Le célèbre marchand-mercier Claude-François Julliot (1727-1794) effectue la prisée des porcelaines, des bronzes et des laques de la collection de feu monseigneur le duc d’Ancezune. On peut ainsi découvrir dans le cabinet au premier étage ayant vue sur la cour, au milieu des vases en porphyre, albâtre et autres pierres dures, des tables de marbre précieux et des sculptures en marbre blanc, quatre vases en porcelaine du Japon à décors kakiemon, deux oiseaux de proie en porcelaine d’Arita transformés en girandoles et plusieurs cabinets et autres meubles en laque noir et or à relief du Japon (AN, MC, ET/CXII/740). Mais c’est dans son salon au rez-de-chaussée, ayant vue sur le jardin, que son cabinet prenait véritablement place, comportant cent soixante porcelaines d’Extrême-Orient. Le duc possédait quelques porcelaines chinoises de Dehua, des céladons et des porcelaines de Chine à couverte turquoise. Mais l’essentiel de son cabinet était constitué par des porcelaines « bleu et blanc » des époques Transition (1620-1683) et Kangxi (1662-1722) et quelques céramiques bleues et blanches datant de la fin du XVIIe siècle et provenant des fours japonais d’Arita. Ces œuvres sont ornées de décors de broderie, de boccage, de modèle ou de jasmin, et la plupart sont agrémentées de montures en bronze ou en cuivre doré d’or moulu. Le duc d’Ancezune possédait plusieurs porcelaines « bleu et blanc » provenant de la prestigieuse collection de monseigneur le Grand Dauphin (1661-1711), fils de Louis XIV, dont l’article 233 cité dans l’inventaire de 1689 (sir Francis Watson et John Whitehead, « An inventory dated 1689 of the Chinese porcelain in the collection of the Grand Dauphin, son of Louis XIV, at Versailles », no 233). Il s’agit d’« une grande bouteille en forme de lisbet de porcelaine bleue et blanche de la Chine à broderie garnie de pied et gorge à oves en cuivre ciselé doré d’or moulu » (AN, MC, ET/CXII/740), qui appartiendra par la suite aux collections de Louis-Marie-Augustin, cinquième duc d’Aumont (1709-1782) (vente Aumont, 1782, lot 202). Datant du début de la période Kangxi (1662-1722), cette bouteille est l’un des rares témoignages de la collection du duc d’Ancezune identifiés de nos jours (collection particulière).

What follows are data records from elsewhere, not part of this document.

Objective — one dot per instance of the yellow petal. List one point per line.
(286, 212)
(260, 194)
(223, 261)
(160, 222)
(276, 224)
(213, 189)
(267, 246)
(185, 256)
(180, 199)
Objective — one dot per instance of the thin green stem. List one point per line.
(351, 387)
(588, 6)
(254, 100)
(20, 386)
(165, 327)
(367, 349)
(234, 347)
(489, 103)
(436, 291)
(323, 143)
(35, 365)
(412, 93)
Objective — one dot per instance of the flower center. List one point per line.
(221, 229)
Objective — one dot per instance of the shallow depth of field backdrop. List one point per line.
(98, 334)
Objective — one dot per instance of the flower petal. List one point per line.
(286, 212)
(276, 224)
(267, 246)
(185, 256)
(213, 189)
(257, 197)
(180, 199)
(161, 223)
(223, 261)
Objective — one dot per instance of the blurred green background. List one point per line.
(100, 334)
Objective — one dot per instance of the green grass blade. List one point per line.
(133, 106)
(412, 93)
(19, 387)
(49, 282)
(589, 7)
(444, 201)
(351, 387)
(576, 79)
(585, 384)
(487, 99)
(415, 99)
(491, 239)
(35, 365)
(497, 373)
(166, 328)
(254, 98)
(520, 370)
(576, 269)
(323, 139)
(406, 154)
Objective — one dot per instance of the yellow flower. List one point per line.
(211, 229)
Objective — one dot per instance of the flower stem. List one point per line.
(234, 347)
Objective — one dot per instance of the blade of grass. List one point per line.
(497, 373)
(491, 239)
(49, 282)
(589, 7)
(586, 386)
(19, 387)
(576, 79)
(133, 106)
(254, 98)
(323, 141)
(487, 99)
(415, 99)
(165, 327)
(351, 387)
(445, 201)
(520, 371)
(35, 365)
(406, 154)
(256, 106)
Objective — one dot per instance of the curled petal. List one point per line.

Si, aujourd’hui, les collections d’Extrême-Orient du duc d’Ancezune restent à redécouvrir, au Siècle des lumières, son cabinet était suffisamment renommé pour qu’il soit cité dans les catalogues des plus grandes collections de la seconde moitié du XVIIIe siècle, comme dans ceux de Pierre-Louis-Paul Randon de Boisset (1706-1776), le 27 février 1777, et du duc d’Aumont, le 12 décembre 1782.